Jakarta, SalamWaras — Api penegakan hukum kembali menyala di tubuh korporasi pelat merah. Kejaksaan Agung RI melalui Tim Jaksa Penyidik pada Direktorat Penyidikan Jaksa Agung Muda Tindak Pidana Khusus (JAM PIDSUS) memeriksa 10 (sepuluh) orang saksi dalam perkara dugaan tindak pidana korupsi tata kelola minyak mentah dan produk kilang pada PT Pertamina (Persero), Sub Holding, dan Kontraktor Kontrak Kerja Sama (KKKS) periode 2018–2023.

Kepala Pusat Penerangan Hukum, Anang Supriatna, S.H., M.H., menjelaskan bahwa pemeriksaan ini dilakukan untuk memperkuat pembuktian dan melengkapi berkas perkara atas nama tersangka HW dan kawan-kawan.

Bacaan Lainnya

Sepuluh saksi yang diperiksa antara lain:

  1. ZF – Senior Management Commercial PT Kilang Pertamina Internasional.
  2. AAHP – VP Planning & Trading Development PT Pertamina Patra Niaga.
  3. AR – Senior Account Manager PT Pertamina (Persero) tahun 2019–2020.
  4. AS – Direktur Keuangan PT Pertamina Patra Niaga.
  5. SR – Senior Analyst I Crude Data Market Analysis PT Kilang Pertamina Internasional.
  6. MUA – Analyst II Crude Oil Import Supply Direktorat Feedstock and Product Optimization PT Kilang Pertamina Internasional.
  7. YD – Manager Billing & Invoice.
  8. GI – VP Procurement PT Berau Coal tahun 2017–2023.
  9. HM – SVP Procurement PT Pertamina (Persero).
  10. FK – Senior Analyst Downstream PT Pertamina (Persero).

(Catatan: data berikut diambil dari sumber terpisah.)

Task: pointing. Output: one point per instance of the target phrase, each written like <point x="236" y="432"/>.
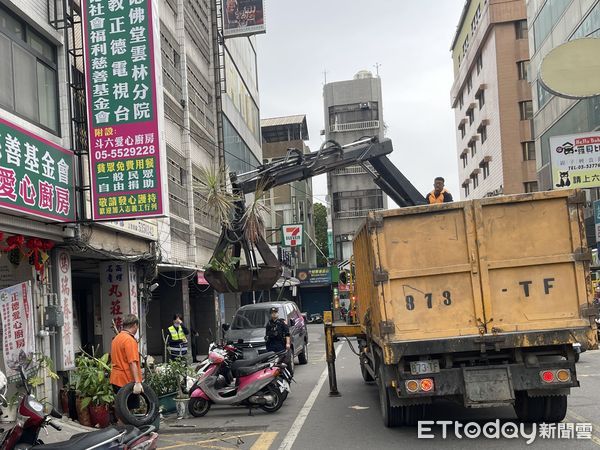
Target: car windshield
<point x="252" y="318"/>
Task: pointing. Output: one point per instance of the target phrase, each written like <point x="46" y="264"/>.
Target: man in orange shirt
<point x="125" y="357"/>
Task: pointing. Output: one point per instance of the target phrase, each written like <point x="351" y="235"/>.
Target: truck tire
<point x="122" y="410"/>
<point x="392" y="415"/>
<point x="556" y="408"/>
<point x="530" y="409"/>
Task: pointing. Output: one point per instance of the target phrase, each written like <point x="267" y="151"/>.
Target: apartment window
<point x="28" y="74"/>
<point x="521" y="29"/>
<point x="485" y="169"/>
<point x="530" y="186"/>
<point x="482" y="130"/>
<point x="523" y="69"/>
<point x="481" y="98"/>
<point x="528" y="150"/>
<point x="473" y="148"/>
<point x="526" y="110"/>
<point x="471" y="115"/>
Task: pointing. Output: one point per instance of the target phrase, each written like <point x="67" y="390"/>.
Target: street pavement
<point x="311" y="419"/>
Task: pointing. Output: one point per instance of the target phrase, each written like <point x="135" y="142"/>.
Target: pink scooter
<point x="262" y="384"/>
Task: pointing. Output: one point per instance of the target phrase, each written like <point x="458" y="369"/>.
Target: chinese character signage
<point x="292" y="235"/>
<point x="314" y="276"/>
<point x="243" y="17"/>
<point x="123" y="108"/>
<point x="118" y="296"/>
<point x="18" y="338"/>
<point x="36" y="176"/>
<point x="67" y="338"/>
<point x="575" y="160"/>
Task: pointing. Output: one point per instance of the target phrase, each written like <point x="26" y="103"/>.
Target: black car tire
<point x="122" y="411"/>
<point x="303" y="356"/>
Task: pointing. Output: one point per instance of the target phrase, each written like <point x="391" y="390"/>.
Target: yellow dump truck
<point x="478" y="302"/>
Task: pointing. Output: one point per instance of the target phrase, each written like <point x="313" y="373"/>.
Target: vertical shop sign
<point x="66" y="341"/>
<point x="18" y="338"/>
<point x="124" y="108"/>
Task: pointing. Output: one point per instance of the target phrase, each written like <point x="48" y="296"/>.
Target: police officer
<point x="177" y="341"/>
<point x="278" y="333"/>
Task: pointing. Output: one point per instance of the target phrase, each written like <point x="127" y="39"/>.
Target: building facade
<point x="291" y="203"/>
<point x="553" y="23"/>
<point x="353" y="110"/>
<point x="491" y="98"/>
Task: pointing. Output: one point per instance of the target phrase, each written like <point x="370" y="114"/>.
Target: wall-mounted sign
<point x="292" y="235"/>
<point x="575" y="160"/>
<point x="36" y="176"/>
<point x="243" y="17"/>
<point x="122" y="59"/>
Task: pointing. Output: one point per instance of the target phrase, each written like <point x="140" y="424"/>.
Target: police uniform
<point x="177" y="344"/>
<point x="277" y="331"/>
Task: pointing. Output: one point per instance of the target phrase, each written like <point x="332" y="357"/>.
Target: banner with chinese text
<point x="67" y="339"/>
<point x="243" y="17"/>
<point x="123" y="92"/>
<point x="36" y="176"/>
<point x="118" y="296"/>
<point x="575" y="160"/>
<point x="18" y="335"/>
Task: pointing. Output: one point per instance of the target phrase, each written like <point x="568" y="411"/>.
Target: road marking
<point x="264" y="441"/>
<point x="219" y="439"/>
<point x="291" y="436"/>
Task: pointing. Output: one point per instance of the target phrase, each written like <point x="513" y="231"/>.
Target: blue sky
<point x="409" y="39"/>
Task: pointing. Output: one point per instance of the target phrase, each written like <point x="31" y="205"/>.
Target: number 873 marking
<point x="410" y="300"/>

Kasus ini membuka tabir kelam tata kelola minyak mentah — jantung ekonomi dan energi bangsa — yang diduga dipenuhi permainan gelap, penyimpangan kontrak, hingga manipulasi data pasokan dan perdagangan.

“Pemeriksaan dilakukan untuk memperkuat pembuktian dan melengkapi pemberkasan perkara dimaksud,” tegas Anang Supriatna dalam keterangan resmi.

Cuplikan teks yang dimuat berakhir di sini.